De eerste gebruiker is in vele gevallen niet bekend. Iedereen is op zijn beurt wel eens taalscheppend. Schrijvers, regeringspersonen, studenten zijn nog al eens produktief, maar ook de gewone man doet soms een aardige vondst. Motieven voor het gebruik van een nieuw woord kunnen zijn:
- een nieuw begrip moet worden benoemd. Voorbeelden: bromfiets, spookrijder. Vaak zijn het buitenlandse woorden, waarover meer in het tweede deel.
- het nieuwe woord klinkt goed - korter, krachtiger of welluidender dan een bestaand woord. Voorbeeld: doei in plaats van dáág, hartstikke.
- er is behoefte aan variatie of nuanceverschil. Hieronder kan men ook rekenen de camouflage van een onaangenaam begrip, bij voorbeeld ombuigen voor bezuinigen, tbc of tb in plaats van tuberculose. Verder de opwaardering van een beroep: de knecht of de dienstbode zijn vervangen door hulp in de huishouding of interieurverzorg(st)er.

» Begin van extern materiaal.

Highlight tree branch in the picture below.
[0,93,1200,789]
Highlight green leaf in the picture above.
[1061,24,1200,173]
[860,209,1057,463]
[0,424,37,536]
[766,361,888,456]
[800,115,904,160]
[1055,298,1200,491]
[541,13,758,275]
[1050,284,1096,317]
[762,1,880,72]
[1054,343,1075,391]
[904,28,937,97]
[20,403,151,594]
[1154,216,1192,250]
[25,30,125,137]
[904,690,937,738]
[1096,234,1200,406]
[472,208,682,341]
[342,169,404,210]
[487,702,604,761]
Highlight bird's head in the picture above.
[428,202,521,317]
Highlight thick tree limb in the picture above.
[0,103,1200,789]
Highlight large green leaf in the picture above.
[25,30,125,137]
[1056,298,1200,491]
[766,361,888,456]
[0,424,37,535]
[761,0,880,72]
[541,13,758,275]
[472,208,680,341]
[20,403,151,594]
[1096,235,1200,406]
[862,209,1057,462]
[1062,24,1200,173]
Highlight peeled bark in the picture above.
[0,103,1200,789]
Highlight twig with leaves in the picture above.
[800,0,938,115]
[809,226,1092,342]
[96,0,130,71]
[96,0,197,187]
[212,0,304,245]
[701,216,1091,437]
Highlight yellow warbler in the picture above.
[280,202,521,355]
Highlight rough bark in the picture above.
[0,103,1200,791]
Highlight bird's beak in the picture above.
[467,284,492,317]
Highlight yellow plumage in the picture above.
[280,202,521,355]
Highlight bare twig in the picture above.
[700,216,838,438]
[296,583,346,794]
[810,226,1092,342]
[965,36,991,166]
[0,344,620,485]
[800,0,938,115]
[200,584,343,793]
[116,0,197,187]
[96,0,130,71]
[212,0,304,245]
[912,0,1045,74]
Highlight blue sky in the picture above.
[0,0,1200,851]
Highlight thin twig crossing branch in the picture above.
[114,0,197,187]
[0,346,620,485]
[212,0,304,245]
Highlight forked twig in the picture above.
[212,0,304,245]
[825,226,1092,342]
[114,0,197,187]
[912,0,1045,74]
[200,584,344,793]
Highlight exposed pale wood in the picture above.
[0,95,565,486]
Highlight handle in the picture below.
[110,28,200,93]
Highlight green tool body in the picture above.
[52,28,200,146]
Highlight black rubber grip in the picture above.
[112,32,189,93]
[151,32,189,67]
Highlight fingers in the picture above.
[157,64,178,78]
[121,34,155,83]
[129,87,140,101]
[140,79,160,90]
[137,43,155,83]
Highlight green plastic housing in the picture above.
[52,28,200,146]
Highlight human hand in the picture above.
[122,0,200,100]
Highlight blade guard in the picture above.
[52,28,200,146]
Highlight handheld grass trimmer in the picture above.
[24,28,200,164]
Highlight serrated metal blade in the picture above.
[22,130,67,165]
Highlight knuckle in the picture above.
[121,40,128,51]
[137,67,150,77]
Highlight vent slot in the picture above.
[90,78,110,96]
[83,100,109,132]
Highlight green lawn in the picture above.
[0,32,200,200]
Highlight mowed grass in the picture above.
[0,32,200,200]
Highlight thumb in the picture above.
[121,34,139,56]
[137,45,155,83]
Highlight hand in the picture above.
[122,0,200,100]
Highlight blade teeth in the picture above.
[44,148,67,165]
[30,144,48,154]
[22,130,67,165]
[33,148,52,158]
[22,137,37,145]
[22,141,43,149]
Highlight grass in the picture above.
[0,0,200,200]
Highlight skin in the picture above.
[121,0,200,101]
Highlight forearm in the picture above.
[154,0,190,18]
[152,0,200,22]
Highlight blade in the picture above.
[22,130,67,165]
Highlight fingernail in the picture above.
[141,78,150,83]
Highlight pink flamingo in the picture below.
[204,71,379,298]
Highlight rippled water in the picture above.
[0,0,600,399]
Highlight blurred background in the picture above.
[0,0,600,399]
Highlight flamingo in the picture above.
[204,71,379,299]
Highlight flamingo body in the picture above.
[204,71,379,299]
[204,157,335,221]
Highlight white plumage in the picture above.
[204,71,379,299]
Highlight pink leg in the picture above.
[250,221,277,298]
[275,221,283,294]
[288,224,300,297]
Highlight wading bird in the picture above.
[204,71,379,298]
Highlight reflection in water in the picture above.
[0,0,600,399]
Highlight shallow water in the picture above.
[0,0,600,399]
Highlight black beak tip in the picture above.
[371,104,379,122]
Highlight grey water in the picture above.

De verbreiding van nieuwe woorden gebeurt uiteraard via allerlei soorten contacten, zowel direct als indirect (tv, radio, krant, tijdschrift, boek). Daar deze contacten veel intensiever zijn dan vroeger, kan de verbreiding ook sneller gaan.
Het verdwijnen (de veroudering) van woorden gebeurt volgens omgekeerde processen. Wie weet nú nog wat een bavelaar is? Verder gebeurt dit vooral door de verdringing door ‘betere’ woorden. Onze redacteur heeft in zijn boek Schrijfwijzer (in het hoofdstuk over woordgebruik) vele voorbeelden gegeven van verouderde woorden.